Barrington Coffee Roasters Papua New Guinea Kimel Farms Co-Op
This is one of the two coffees that I came back with after my visit to Barrington Coffee last month. It’s taken me ages to get around to writing about it, but I suppose there’s three reasons for that, 1) it’s summer, and we’ve been keeping busier than usual (which is saying something), 2) it’s summer, and with the rising temps my mind turns less often to thoughts of coffee, so while I drink it each day, putting the thought into writing about it is less common, 3) the World Cup – we’ve turned into soccer/football addicts and have been watching games during nearly all of our spare moments.
Nonetheless, I was lucky to get the chance to try this coffee. It’s unusual in a couple of regards. First off, it’s a peaberry coffee, meaning that the coffee cherry produced only one, rounded coffee bean. Most coffee cherries produce two haves of a coffee bean, which is why each coffee bean ends up having one flat side. Typically, peaberries account for ~5% of the harvest. The second interesting note about this coffee is that it is wet-processed, which is out of the norm for most coffees from Papua New Guinea. When wet-processed, all of the skin, pulp, and mucilage is removed from the coffee bean before it is dried, leading to a brighter coffee. In contrast, most coffees from Papua New Guinea are wet-hulled, whereby most of the skin, pulp, and mucilage is removed from the coffee bean, but not all. The beans are then left to dry for a period of time, typically up to a day, with the remaining mucilage on them. This produces a coffee with a more unique presence in the cup, sometimes a bit earthy, or funky.

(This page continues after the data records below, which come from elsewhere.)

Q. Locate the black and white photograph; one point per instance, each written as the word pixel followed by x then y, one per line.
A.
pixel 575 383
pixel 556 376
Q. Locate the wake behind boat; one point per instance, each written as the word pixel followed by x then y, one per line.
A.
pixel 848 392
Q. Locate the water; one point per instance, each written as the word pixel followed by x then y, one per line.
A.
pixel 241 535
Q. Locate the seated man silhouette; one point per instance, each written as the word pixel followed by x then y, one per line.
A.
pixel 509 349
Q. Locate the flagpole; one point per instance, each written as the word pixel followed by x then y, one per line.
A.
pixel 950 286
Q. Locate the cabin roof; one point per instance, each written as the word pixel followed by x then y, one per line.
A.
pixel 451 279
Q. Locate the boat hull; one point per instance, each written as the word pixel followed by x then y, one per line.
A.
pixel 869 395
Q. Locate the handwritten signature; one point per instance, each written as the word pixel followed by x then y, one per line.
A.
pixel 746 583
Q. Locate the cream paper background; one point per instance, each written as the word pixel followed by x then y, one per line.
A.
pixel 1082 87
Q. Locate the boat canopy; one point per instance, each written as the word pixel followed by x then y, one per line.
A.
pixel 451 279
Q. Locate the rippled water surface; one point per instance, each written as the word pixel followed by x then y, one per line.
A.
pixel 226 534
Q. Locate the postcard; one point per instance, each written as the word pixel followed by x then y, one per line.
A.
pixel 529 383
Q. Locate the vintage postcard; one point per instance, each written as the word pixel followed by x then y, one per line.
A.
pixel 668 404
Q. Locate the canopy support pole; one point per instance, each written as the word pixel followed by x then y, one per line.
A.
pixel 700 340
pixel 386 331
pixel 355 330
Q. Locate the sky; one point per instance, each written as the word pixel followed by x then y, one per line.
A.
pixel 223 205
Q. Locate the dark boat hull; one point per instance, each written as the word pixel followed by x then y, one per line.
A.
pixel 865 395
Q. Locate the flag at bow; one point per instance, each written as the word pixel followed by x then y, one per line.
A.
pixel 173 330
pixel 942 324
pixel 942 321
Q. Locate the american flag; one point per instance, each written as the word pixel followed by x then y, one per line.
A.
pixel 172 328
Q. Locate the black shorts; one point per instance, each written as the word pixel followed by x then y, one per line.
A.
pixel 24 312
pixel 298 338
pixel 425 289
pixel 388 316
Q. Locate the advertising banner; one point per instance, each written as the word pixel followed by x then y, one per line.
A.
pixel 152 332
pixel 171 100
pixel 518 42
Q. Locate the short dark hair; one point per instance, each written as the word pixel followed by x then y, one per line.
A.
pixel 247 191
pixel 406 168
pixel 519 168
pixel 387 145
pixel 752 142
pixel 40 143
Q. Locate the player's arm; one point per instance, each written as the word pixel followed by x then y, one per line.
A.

The co-op that produces this coffee, Kimel Farms, is also fairly unique. Much of the coffee coming out of Papua New Guinea is from large plantations that have their own mills. In contrast, the Kimel Farms Co-Op incorporates both a central 620 hectare plantation and a number of smaller, privately-owned farms, and it is cooperatively owned by the Opais peoples of the Wahgi Valley, in the Western Highlands of Papua New Guinea. The farms are located at the high altitude of 5000 feet above sea level, and the varietals grown include Typica, Arusha, Blue Mountain, Mundo Novo, Catimor, and Caturra.
Tasting Notes
The beans were harvested in late December of 2009. Barrington chose a light/City+ roast, which has been my favorite roast level of theirs lately. It produces some very bright, nearly effervescent and exciting coffees. But this could have a lot to do with the time of year as well, since I’m typically a total sucker for Kenyan coffees at other times of the year.
In the cup, the coffee has distinct aromas of tobacco, citrus peel, dark molasses, mint, and cedar. The texture is smooth with a soft mouthfeel and notable acidity. Flavors of black cherries, walnuts, pecans, and fresh strawberry abound. The incredible finish brings gentle waves of melted brown sugar and cocoa powder accented by key lime.
Overall, I thought this coffee was pretty understated. It presented a nice range of flavors, a great finish, and was a pleasure to drink. It didn’t stimulate deep contemplation or outright excitement, but was just plain tasty. We enjoyed it quite a bit as we worked our way through the pound.